Y las mujeres lo entendieron. Lo habían entendido desde el primer insulto, desde la primera amenaza, desde el primer intento de silenciarlas. La ciudadanía presente aquella tarde salió distinta. Más consciente, más indignada, más alerta.
Porque lo que escucharon no era un discurso partidista, no era teoría médica ni abstracción. Era algo mucho más cercano, más tangible, más de casa: vidas y muertes, duelos agendados y rabia en las horas solitarias. Era, entre tanta palabra y foco, la verdad. Una verdadd demoledora, rompiente, dolorosa.

Epílogo — «Queremos morirnos de viejas, no de cáncer»
La frase no la pronunció una política, ni una periodista, ni una académica, sino una mujer enferma, una mujer que podría estar descansando. Una mujer que podría dedicarse a sobrevivir, y nada más.
«Queremos morirnos de viejas, no de cáncer».
No es un eslogan, si siquiera una promesa. Sin embargo, junto con el cartel improvisado, enmarcado en un corazón dibujado a mano que colgaba sobre sus cabezas que rezaba «nuestras vidas no pueden esperar», era el grito más ensordecedor de una tarde de palabras dichas a media voz, entre risas y llantos, complicidad y enfado compartido. Esas dos frases, dos acuñaciones de la misma realidad, deben convertirse en un pacto social, en una línea roja.
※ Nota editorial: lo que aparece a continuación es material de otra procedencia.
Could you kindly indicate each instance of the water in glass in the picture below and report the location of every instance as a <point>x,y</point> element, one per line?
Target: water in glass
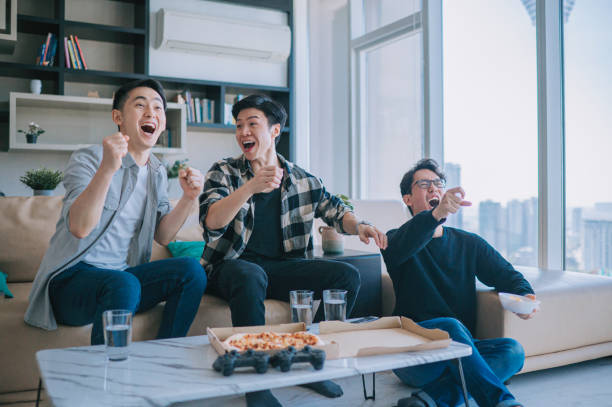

En el recordatorio de que una sociedad se mide por cómo cuida a quienes más lo necesitan, y que, ahora, en Andalucía, quienes más lo necesitan están siendo abandonadas.
Ellas no se rinden. Ellas seguirán llamando a las puertas que haga falta. Seguirán acudiendo a los pueblos, a los barrios, a las radios, a los plenos municipales, a los parlamentos que las quieran escuchar y a los que no las quieran, también, porque no buscan un privilegio sino justicia, dignidad y vida.
Y porque su lucha —que empezó en la piel, en el pecho mutilado, en la cicatriz— ahora está también en las calles, en las aulas, en las instituciones, en la conciencia de un pueblo que empieza, poco a poco, a despertarse.